Similarly, for any knowledge-intensive activity, there is a critical need to keep a close eye on what is happening across the industry, to try out new (and yes, competing) technical approaches, to create prototypes using tools and frameworks that are in beta or even pre-beta, to measure performance data and in general, simply to be very curious. Knowist Research Academy does all that for you. It is available as a subscription service aimed at Chief Technology Officers, product managers, software architects and other kinds of senior decision makers. We take a broad view of the marketplace. We have a keen interest in a wide sprectrum of technologies and services offerings. We like to try out new things. We like to break things. We like to explore, observe, evaluate; take things apart to really see how they work. Our goal is to offer insight and advice, explain discoveries and what not to do, to experiment and innovate. Research Academy is available on an annual subscription with regular updates throughout the year (minimum 5 named subscribers).

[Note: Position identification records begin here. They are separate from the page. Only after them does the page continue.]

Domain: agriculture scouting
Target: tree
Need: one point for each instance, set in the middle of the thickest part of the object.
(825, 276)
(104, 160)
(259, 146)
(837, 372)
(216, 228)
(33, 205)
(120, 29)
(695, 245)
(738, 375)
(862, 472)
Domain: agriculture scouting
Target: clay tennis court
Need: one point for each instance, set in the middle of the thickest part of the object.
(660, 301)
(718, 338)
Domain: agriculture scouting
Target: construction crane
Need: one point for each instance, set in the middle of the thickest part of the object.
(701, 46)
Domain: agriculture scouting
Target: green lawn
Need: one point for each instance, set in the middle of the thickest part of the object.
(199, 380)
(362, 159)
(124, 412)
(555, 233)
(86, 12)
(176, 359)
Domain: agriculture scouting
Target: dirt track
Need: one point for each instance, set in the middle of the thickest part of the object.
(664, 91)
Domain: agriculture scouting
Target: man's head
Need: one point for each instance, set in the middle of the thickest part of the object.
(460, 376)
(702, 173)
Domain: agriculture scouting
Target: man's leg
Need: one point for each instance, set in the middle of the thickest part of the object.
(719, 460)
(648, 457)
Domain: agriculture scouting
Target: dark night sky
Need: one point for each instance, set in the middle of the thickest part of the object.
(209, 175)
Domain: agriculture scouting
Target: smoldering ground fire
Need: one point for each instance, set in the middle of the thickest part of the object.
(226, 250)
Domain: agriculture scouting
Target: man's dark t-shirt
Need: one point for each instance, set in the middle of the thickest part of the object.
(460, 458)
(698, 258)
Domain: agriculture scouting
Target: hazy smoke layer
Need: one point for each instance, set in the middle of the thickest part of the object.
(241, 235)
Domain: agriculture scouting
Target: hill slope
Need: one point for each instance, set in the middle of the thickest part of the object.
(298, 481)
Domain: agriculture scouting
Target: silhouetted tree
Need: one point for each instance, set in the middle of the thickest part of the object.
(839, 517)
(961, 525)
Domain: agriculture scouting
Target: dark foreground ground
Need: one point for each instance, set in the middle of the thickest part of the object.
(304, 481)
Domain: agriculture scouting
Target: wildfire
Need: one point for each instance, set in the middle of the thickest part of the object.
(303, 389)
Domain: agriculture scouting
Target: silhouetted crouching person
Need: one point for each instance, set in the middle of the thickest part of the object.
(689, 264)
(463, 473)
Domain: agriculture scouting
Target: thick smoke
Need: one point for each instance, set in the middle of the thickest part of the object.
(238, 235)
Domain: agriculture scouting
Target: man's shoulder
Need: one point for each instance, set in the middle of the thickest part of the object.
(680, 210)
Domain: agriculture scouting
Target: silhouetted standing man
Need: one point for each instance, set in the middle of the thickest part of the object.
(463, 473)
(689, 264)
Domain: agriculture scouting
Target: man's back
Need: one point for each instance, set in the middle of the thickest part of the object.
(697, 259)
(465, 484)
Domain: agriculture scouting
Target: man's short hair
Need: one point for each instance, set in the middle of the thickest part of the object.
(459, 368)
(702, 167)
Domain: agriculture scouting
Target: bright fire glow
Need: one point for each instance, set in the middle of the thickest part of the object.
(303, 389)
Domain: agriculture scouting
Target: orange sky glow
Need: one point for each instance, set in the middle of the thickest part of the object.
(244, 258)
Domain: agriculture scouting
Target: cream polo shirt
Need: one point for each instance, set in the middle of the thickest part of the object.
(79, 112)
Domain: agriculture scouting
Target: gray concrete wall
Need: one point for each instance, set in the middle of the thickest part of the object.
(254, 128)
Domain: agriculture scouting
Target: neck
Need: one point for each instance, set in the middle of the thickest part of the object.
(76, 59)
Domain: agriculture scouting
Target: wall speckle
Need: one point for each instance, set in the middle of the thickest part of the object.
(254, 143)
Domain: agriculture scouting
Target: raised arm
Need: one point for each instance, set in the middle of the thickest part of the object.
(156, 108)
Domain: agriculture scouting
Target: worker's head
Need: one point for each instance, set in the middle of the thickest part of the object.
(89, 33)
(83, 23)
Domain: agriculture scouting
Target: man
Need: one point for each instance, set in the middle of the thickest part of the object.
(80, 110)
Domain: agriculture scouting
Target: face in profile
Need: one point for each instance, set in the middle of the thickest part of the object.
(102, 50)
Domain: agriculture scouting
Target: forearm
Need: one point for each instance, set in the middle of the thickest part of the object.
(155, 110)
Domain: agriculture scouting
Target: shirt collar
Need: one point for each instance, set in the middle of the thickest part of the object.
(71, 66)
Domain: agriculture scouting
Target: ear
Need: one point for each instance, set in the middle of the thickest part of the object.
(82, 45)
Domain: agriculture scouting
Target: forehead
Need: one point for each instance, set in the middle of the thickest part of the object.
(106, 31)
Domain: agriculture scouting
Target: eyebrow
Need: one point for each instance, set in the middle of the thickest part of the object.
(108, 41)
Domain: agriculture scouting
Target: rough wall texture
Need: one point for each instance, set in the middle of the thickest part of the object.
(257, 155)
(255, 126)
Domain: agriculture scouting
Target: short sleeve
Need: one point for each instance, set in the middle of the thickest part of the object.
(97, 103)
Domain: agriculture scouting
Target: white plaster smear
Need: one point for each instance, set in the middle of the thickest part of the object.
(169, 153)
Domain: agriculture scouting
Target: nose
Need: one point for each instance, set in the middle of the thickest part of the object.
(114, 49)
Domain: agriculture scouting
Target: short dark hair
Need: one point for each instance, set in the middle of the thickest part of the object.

How we present our research to our subscribers:
- X-Ray Research – exploring the internals of relevant open source products
- Comparison Research – contrast different frameworks and tooling
- Combination Research – combining good ideas from multiple teams
- Architecture Research – best approach to designing larger products
- Blue Sky Research – experimental and disruptive ideas
- Early Adopter Research – first to running code using new technologies
- Primer Research – high level explanation of technologies
- Ecosystem Research – what is happening in industry / open source / academic world around a given technology
- Data Research – data about a given technology (e.g. performance)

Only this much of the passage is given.